Columbine, Granny's bonnets, or aquilega. These plants have been with us since we arrived 30 years ago. They self seed around the garden, and come up in a variety of colours ranging from dark purple to white. We let them grow where they want to, occasionally pulling out the odd plant that doesn't fit with its surroundings.
The ferns have been unfurling in their almost primeval way. We have a variety of different types, but sadly I forgot to make a note of what each one was as we planted them. This one has a tall, erect habit and is one of the last to unfurl.
Almost the spring equinox, and a few days of sunshine (though not a lot of warmth otherwise) has brought out the catkins on the corkscrew hazel. This is a shrub for all seasons, with the contorted branches highlighted in winter, the catkins in spirng, the curious leaves in summer, and then the clusters of hazel nuts in autumn.
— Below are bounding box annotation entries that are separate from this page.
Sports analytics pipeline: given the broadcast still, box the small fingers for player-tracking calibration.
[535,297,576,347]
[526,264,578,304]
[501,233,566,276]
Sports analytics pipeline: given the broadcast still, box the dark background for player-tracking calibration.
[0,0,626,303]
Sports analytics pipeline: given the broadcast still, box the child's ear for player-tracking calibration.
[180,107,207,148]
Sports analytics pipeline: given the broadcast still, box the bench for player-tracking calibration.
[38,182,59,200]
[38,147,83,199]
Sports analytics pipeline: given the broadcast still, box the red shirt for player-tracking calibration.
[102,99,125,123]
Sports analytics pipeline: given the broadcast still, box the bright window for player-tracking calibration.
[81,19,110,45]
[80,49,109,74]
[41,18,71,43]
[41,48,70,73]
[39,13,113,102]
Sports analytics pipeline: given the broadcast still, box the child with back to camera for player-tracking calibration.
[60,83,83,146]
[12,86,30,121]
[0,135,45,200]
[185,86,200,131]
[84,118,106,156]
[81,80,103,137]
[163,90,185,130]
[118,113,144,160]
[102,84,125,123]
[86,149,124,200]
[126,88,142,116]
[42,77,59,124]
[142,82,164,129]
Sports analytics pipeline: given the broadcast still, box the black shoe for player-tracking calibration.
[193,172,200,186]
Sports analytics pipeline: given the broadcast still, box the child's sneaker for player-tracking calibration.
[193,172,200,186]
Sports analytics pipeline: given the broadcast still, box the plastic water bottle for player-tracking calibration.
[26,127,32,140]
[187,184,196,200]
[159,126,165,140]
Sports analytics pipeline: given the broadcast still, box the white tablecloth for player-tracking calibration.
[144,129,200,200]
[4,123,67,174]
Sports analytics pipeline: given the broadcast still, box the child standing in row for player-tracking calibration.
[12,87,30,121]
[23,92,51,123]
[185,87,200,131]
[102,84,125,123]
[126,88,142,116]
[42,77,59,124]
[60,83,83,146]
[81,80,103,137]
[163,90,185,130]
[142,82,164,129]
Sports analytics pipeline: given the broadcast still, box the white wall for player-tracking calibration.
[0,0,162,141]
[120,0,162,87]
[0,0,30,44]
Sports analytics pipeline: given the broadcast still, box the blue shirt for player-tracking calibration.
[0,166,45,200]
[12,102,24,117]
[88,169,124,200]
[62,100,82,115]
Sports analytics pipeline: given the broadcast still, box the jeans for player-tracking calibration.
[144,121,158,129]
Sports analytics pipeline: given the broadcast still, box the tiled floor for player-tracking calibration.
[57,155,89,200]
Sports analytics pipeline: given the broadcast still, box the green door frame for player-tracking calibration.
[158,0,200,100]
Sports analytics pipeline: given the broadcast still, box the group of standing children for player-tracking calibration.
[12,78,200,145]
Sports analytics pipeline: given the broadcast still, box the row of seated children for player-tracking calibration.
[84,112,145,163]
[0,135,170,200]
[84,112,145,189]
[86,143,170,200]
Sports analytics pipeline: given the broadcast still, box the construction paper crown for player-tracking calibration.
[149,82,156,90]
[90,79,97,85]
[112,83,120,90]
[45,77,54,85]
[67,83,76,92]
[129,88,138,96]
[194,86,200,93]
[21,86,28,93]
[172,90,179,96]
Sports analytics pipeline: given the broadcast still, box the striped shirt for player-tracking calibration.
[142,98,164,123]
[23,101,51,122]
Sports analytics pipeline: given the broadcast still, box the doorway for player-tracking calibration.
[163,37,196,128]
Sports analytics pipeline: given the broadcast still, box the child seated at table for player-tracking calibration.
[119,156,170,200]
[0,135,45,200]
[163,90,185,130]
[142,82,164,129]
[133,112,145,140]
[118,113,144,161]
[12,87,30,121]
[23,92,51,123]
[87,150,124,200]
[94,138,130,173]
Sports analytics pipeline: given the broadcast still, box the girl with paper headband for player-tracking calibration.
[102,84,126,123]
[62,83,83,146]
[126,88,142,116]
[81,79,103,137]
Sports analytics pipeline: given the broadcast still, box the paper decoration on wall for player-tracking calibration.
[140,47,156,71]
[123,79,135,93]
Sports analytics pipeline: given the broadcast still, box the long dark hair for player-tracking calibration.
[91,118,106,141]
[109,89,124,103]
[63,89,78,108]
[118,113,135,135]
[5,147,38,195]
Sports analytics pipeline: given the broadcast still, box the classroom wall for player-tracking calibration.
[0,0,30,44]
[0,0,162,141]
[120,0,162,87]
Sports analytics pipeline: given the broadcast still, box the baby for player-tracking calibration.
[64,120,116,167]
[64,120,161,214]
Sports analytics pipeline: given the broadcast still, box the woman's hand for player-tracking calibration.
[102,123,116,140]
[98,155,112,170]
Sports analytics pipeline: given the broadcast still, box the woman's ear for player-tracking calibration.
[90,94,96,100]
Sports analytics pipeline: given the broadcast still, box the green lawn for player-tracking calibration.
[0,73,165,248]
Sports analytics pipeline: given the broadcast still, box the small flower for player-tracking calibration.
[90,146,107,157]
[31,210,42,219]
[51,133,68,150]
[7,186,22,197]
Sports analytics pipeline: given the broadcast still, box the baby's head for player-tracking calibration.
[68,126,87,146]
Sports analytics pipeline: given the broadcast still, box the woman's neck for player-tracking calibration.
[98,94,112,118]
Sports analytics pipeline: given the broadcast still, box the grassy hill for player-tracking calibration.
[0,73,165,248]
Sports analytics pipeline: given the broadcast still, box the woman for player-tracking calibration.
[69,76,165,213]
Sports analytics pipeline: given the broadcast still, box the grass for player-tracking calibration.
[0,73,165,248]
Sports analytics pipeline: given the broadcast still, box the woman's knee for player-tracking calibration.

Very popular with the birds as a perch..
I gave a talk to Boston Spa Gardening Society yesterday evening, entitled A Virtual Tour of Yorkshire Gardens, the first time I have given this talk for a few years now. Slides from the talk, plus a map of Yorkshire showing where the gardens are, and brief notes on each, are available in the Garden Talks section.
A carpet of snowdrops covers the ground in the woodland at Burton Agnes Hall, near Driffield. The grounds are open to see this spectacle, although the house remains closed for a few more weeks. The snowdrop coverage is really very extensive, not just a few patches here and there.
Very worrying bare patches have developed on two low growing box hedges in the last two months. I have seen box blight in gardens around the country. Is this it? I have a lot of box topiary in the garden, I hope it is not all going to be attacked. Other bushes are not showing symptoms as yet.
Watching Julia Donaldson's and Axel Sheffler's Stick Man animation over Christmas made me look in the stick basket (I save reasonable sized twiggy clippings to use as kindling). And look who I should find - a friend of Stick Man. To be honest he is actually two sticks glued together, but please don't tell my granddaughters that I have cheated. Having watched the film, I will probably now spend every visit to the stick basket looking for potential stick friends.